RESEARCH ARTICLE
The Effect of Rhizobia Isolates Against Black Root Rot Disease of Faba Bean (Vicia faba L) Caused by Fusarium solani
Gedyon Tamiru1, *, Diriba Muleta2
Article Information
Identifiers and Pagination:
Year: 2018Volume: 12
First Page: 131
Last Page: 147
Publisher ID: TOASJ-12-131
DOI: 10.2174/1874331501812010131
Article History:
Received Date: 04/4/2018Revision Received Date: 01/6/2018
Acceptance Date: 03/6/2018
Electronic publication date: 31/7/2018
Collection year: 2018
open-access license: This is an open access article distributed under the terms of the Creative Commons Attribution 4.0 International Public License (CC-BY 4.0), a copy of which is available at: (https://creativecommons.org/licenses/by/4.0/legalcode). This license permits unrestricted use, distribution, and reproduction in any medium, provided the original author and source are credited.
Abstract
Objective:
Evaluate for potential biocontrol agent by assessing isolates for in vitro inhibitory efficacy, probable mechanisms to inhibit fungal pathogen and effect on growth of Faba bean infected with F. solani.
Methods:
The effect of Rhizobium isolates on the development of radial mycelium of F. solani in PDA medium were tested in vitro. The experiments were carried out using the dual culture technique. Isolates that showed inhibitory effect against F. solani in vitro were tested to assess hydrolytic enzymes and growth promoting traits. Subsequently, the three Rhizobium isolates that showed the greatest inhibitions and their combinations were tested in the greenhouse against F. solani root rot on seedlings by applying cell suspensions at three different times of exposure to the pathogen.
Results:
In dual culture, 27 rhizobium isolates inhibited the radial growth of F. solani mycelium more than 25%. Isolates JU26(1), JU15(2) and Ho-1WG, inhibited fungal radial growth by 70.5 %, 64.7% and 63.7%, respectively. Among the 27 Rhizobium isolates tested for hydrolytic enzymes 26.1%, 44.4%, 14.8% were positive for chitinase, protease and lipase production, respectively.
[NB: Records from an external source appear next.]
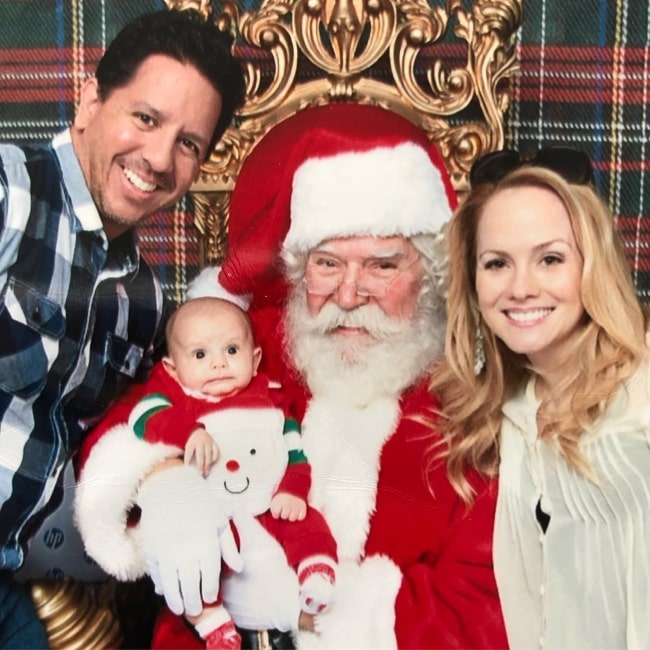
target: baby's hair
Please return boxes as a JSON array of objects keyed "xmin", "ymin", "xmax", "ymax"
[{"xmin": 165, "ymin": 296, "xmax": 255, "ymax": 347}]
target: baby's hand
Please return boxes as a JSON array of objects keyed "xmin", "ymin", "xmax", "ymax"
[
  {"xmin": 184, "ymin": 427, "xmax": 219, "ymax": 476},
  {"xmin": 271, "ymin": 492, "xmax": 307, "ymax": 521}
]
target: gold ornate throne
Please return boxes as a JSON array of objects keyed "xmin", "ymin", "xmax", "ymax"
[
  {"xmin": 32, "ymin": 0, "xmax": 523, "ymax": 648},
  {"xmin": 173, "ymin": 0, "xmax": 523, "ymax": 263}
]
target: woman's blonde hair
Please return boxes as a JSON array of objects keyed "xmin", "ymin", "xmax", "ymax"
[{"xmin": 429, "ymin": 166, "xmax": 646, "ymax": 502}]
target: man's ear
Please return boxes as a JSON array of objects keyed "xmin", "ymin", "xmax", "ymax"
[
  {"xmin": 74, "ymin": 77, "xmax": 101, "ymax": 130},
  {"xmin": 253, "ymin": 347, "xmax": 262, "ymax": 377},
  {"xmin": 162, "ymin": 357, "xmax": 178, "ymax": 381}
]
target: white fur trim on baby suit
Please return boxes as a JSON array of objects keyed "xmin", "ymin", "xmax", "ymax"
[
  {"xmin": 74, "ymin": 425, "xmax": 179, "ymax": 581},
  {"xmin": 298, "ymin": 555, "xmax": 402, "ymax": 650},
  {"xmin": 284, "ymin": 142, "xmax": 451, "ymax": 250},
  {"xmin": 187, "ymin": 266, "xmax": 253, "ymax": 311}
]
Chitinase, protease and lipase positive isolates showed significant fungal mycelia inhibition. Eight (29.6%) were positive for hydrogen cyanide production. Also, 24(88.8%) were positive for IAA production and over 50% formed visible dissolution haloes on PA. Concurrent production of protease, lipases, chitinase, IAA and phosphate solubilization coupled with anti-fungal activity suggests potential plant growth promotion and broad-spectrum bio control of these isolates. Furthermore, combination and Ho-1WG consistently reduced disease incidence and severity; and increased growth parameters on seedling in greenhouse at all times of application compared to diseased (control). Maximum disease severity (73.3%) reduction was observed with application of combination before the pathogen. The combination formulation provided the highest (48 cm/plant) shoot height when applied before the pathogen.
Conclusion:
Beneficial traits strongly assist the efficiency of candidate antagonists for desired biocontrol, emphasizing the value of concerted mechanisms of action. The result indicated the possible use of Rhizobial isolates as an alternative means of BRR management but further study is needed to verify actual use in agricultural production.